Something to remember (and you will quickly figure out) is that your pattern...is your pattern. 

One fella ties in lead, while another simply adds a little extra material near the bead to keep it from slipping.


I'm excited for you because this is the most fun thing I've done in fishing. You start out trying to mimic patterns exactly. You'll screw them up, you'll do things "wrong". You'll see the error of your ways when you fish your flies. You'll do it right the next time, you'll find what works & then you'll start developing your own patterns. At first they'll resemble existing patterns, soon they'll take on their own character and before long, your flies will be just that... your flies. 

I know you like to fish for hybrids & smallies... check out the "deceiver" style of tying (lefty's deceiver) , definitely learn to tie some clousers and maybe for your 2nd fly, try tying a woolly bugger. It is extremely similar to the sparkle minnow & incorporates the "palmering" of hackle...which is an imperative technique for tying small dry flies.... which is like an entirely different hobby. 
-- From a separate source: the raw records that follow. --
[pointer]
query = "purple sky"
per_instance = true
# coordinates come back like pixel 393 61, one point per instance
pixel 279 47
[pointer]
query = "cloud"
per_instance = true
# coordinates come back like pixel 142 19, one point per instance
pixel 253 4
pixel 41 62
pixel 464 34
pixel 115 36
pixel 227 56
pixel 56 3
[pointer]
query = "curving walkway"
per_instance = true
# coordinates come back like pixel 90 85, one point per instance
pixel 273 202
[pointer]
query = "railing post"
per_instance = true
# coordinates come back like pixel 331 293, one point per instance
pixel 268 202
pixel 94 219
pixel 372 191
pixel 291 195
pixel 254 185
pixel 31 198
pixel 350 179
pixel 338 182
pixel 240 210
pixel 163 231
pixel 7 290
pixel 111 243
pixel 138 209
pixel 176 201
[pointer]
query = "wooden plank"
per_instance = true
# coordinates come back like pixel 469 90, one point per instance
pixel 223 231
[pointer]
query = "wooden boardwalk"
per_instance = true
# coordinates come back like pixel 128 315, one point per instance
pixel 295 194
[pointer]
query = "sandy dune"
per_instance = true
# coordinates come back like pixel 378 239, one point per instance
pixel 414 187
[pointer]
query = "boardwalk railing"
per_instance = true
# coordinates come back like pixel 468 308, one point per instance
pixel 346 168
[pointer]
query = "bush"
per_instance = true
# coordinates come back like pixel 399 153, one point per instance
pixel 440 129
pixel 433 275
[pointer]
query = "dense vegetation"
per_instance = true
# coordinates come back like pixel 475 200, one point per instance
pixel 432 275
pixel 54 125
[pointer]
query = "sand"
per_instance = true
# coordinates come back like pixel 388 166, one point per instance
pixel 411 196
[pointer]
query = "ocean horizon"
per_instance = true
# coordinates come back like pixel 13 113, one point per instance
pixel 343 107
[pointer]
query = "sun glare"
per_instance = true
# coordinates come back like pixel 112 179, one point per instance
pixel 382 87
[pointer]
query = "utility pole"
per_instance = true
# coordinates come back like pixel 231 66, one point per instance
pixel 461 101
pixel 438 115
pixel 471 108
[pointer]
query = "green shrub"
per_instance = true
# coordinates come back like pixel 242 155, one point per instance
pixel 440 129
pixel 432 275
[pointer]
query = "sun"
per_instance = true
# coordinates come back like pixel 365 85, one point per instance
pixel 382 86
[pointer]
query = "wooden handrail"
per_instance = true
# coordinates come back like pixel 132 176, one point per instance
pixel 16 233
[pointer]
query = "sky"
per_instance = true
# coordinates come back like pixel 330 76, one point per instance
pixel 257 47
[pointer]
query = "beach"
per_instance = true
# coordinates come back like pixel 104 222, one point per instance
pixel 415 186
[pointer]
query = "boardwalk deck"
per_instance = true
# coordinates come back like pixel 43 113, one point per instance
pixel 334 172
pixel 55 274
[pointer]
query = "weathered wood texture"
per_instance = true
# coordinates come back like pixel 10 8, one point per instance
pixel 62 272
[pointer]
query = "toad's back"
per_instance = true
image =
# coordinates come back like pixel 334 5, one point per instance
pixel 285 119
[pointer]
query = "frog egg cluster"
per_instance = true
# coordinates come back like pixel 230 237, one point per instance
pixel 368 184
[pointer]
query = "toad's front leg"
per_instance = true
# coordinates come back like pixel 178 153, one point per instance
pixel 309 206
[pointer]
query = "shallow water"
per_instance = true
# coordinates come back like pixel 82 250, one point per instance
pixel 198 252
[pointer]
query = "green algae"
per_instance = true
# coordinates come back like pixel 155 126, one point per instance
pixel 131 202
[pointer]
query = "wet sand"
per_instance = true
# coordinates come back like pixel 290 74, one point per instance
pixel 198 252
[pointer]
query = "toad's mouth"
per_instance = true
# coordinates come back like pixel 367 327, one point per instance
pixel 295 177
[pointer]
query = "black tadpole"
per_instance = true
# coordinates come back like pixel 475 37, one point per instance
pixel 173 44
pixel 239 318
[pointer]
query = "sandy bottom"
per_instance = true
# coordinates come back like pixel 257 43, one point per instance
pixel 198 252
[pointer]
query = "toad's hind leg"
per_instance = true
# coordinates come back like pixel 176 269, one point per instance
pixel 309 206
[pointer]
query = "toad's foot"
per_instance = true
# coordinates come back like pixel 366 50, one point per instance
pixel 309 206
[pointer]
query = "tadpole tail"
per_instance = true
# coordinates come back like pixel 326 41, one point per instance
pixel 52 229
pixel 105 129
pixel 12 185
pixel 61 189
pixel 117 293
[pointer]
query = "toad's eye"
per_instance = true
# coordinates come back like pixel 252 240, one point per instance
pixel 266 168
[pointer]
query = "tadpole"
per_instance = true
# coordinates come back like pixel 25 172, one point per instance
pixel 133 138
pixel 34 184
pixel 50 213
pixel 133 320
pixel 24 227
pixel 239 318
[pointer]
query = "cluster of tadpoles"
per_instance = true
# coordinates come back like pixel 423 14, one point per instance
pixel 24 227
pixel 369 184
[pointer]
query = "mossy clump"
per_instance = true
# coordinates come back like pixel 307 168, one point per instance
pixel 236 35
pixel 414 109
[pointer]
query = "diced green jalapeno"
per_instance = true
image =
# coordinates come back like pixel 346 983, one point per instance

Bead head? Cone head? Brass or tungsten?




OH THE JOY!


----------



## Andrew S. (May 22, 2010)

What are you doing Seth - trying to get this thread locked down as well?


----------



## fallen513 (Jan 5, 2010)

From sparkle minnows...to...gummy minnows!


----------



## Fishaholic69 (Apr 6, 2007)

if you got a dubbing loop tool its no problem whatsoever. also seen a sparkle minnow that used all cheap craft store fur and some pearl ice dubbing. jusy use a dubbing lop and some epoxy for the 3d eyes and you got yourself a cheap minnow that is life like!


----------